John Edmund Parry (born February 6, 1946) is a Canadian politician. He served in the Canadian House of Commons from 1984 to 1988, as a member of the New Democratic Party.

History[edit]

Parry was born in London, England, UK. He was educated at Woodford Green in Essex, England, and at the University of Western Ontario in London, Ontario. Parry has a Master of Business Administration degree, and works as a business consultant. Prior to his election to the House of Commons, he served for six years as mayor of Sioux Lookout in Northern Ontario.

He first campaigned for the House of Commons in the 1979 federal election, and finished a close second against Liberal candidate John M. Reid in Kenora—Rainy River. He ran again in the 1980 election, and lost to Reid a second time by only 366 votes.

Parry was finally elected in Kenora-Rainy River to the House of Commons on his third attempt, in the 1984 election. He defeated Progressive Conservative candidate Al Lugli by 620 votes, while Reid finished third amid a national decline in support of the Liberal Party. The Progressive Conservative Party won a landslide majority government, and Parry served for the next four years as an opposition member. In 1987, Parry was one of three New Democratic Party Members of Parliament (MPs) to heckle American President Ronald Reagan during an address by the president to the Canadian House of Commons (Toronto Star, 6 June 2004).

He was defeated in the 1988 election, losing to Liberal candidate Robert Nault by 1,211 votes.

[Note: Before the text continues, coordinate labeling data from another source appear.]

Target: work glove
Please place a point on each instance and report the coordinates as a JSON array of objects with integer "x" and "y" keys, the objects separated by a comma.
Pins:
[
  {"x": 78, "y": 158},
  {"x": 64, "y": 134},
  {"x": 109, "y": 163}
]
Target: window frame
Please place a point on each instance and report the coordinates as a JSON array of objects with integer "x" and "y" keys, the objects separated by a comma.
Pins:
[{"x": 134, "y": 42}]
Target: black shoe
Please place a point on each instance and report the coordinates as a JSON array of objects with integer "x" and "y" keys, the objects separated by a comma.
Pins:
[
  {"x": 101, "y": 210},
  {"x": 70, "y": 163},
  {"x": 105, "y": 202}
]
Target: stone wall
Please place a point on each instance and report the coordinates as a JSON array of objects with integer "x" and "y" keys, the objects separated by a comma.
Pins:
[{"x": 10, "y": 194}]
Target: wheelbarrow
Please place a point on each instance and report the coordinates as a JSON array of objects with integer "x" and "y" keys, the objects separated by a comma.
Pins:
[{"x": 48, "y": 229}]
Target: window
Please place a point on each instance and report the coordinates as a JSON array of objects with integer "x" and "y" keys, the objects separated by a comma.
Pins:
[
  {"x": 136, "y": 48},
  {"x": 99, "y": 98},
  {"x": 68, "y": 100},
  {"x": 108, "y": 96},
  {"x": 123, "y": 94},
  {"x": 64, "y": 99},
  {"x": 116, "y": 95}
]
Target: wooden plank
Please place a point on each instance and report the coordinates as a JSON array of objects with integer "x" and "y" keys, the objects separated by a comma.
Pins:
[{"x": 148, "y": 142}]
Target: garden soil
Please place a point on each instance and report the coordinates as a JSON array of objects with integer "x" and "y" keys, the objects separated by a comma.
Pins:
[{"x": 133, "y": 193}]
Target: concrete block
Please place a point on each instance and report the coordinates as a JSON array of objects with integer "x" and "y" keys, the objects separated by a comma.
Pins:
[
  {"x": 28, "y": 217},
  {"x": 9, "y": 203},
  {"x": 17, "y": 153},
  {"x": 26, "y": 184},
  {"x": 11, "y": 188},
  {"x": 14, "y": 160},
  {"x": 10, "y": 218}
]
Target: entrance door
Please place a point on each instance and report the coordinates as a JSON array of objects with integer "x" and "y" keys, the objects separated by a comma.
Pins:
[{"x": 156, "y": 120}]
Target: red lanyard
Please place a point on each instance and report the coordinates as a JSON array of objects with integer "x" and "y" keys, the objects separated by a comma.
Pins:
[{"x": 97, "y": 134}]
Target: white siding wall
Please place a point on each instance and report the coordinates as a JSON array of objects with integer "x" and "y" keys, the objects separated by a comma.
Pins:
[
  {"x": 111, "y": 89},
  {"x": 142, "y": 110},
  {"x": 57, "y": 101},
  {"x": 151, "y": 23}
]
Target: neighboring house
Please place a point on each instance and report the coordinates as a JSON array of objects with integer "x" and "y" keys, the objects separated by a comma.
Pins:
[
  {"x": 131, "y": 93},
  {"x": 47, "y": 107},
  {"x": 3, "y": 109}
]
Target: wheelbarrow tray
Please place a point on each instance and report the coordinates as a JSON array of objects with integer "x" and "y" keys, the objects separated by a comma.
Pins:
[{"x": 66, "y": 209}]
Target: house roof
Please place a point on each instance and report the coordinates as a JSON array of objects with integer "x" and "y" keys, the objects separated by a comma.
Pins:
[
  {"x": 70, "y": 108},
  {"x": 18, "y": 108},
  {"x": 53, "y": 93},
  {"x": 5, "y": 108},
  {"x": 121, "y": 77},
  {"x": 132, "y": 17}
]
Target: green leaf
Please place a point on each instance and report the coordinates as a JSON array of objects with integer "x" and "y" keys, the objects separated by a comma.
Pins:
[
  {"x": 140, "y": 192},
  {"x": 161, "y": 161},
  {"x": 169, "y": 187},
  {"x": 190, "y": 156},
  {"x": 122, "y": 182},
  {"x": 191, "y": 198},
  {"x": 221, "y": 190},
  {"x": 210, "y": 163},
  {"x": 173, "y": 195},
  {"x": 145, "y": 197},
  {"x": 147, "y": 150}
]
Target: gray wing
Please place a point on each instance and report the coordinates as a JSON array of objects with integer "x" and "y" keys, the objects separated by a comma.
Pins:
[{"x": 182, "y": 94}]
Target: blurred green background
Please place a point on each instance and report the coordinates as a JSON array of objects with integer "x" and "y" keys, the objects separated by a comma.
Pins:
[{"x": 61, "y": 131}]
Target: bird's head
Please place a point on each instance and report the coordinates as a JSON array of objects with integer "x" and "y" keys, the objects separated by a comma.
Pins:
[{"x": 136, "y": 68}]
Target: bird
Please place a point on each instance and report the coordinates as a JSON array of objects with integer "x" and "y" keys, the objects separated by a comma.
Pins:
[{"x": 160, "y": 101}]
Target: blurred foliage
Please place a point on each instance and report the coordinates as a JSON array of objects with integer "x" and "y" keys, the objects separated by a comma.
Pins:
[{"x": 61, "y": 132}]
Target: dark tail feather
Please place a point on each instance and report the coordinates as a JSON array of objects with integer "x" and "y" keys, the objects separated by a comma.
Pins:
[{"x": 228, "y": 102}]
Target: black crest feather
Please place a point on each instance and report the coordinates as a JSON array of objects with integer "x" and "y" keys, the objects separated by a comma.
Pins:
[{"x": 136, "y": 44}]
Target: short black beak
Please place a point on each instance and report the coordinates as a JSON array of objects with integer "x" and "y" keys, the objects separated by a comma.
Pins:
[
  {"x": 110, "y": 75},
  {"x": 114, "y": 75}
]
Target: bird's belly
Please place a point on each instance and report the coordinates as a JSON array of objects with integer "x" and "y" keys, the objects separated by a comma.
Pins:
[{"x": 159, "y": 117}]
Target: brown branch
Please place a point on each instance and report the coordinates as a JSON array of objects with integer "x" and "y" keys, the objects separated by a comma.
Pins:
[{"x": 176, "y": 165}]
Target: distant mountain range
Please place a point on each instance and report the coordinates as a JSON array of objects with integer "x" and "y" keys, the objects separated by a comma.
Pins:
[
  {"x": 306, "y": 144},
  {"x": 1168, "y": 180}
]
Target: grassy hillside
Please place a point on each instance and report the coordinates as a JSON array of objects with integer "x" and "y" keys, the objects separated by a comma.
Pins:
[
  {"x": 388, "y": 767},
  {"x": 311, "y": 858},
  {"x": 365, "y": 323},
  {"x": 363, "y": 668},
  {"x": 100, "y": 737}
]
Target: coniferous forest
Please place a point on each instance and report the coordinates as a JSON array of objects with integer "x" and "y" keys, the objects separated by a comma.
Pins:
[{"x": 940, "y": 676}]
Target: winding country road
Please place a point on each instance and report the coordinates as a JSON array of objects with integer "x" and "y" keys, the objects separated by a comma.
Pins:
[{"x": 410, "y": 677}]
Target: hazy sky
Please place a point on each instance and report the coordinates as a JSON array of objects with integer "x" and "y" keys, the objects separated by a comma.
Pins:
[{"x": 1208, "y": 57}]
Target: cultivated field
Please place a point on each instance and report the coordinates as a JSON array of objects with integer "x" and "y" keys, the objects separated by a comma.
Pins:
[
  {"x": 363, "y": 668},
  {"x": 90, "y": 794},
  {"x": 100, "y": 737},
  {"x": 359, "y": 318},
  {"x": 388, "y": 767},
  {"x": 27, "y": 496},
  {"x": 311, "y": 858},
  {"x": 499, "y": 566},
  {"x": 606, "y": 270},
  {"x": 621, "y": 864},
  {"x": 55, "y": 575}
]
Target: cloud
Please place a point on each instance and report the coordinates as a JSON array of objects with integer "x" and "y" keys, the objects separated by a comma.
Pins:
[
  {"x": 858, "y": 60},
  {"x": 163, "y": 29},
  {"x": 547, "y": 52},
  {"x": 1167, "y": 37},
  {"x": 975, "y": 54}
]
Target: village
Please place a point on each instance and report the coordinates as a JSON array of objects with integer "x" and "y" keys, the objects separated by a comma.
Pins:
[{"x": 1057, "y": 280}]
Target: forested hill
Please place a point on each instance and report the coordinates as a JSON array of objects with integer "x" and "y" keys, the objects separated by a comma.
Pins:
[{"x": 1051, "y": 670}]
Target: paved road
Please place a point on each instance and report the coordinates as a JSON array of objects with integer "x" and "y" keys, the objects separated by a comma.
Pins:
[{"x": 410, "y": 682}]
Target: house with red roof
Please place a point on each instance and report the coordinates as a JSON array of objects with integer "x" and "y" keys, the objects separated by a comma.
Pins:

Parry moved to Manitoba in 1993 (Winnipeg Free Press, 5 September 2000). He sought election to the Winnipeg City Council in 1995, but lost to Al Golden in the St. Vital division. He had previously considered campaigning for Mayor of Winnipeg as a candidate of the organization Winnipeg into the '90s (Winnipeg Free Press, 25 June 1995).

He campaigned as the New Democratic Party candidate in St. Boniface in the 2000 federal election, and finished third against Liberal incumbent Ron Duhamel. He contested the same seat in a 2002 by-election, and placed fourth against new Liberal candidate Raymond Simard.

During the early 1990s, Parry testified before a committee of the Ontario legislature on the state of Canada's constitution. He argued that Canadians were correct to reject the Meech Lake Accord, and made a series of recommendations for a future constitutional accord.[1]

As of 2005, Parry works as a business consultant in Saskatoon, Saskatchewan, and serves as committee chair of both the Third Avenue United Church and the Saskatoon Peace Coalition. He sought the NDP nomination for Saskatoon—Wanuskewin for the 2004 federal election, but lost to Priscilla Settee.[2]

He was nominated as the NDP candidate for Saskatoon—Wanuskewin in 2005, but when the election was delayed until 2006 he resigned his nomination when offered a position in Swift Current, and Jim Maddin was chosen as his replacement.

Parry returned to Saskatoon later in 2006 and embarked on a career managing NGOs. He held three Executive Directorships before retirement in 2010. He was again nominated to contest Saskatoon—Wanuskewin; the General Election came in 2011 and he finished second, despite polling the highest vote ever there for the NDP.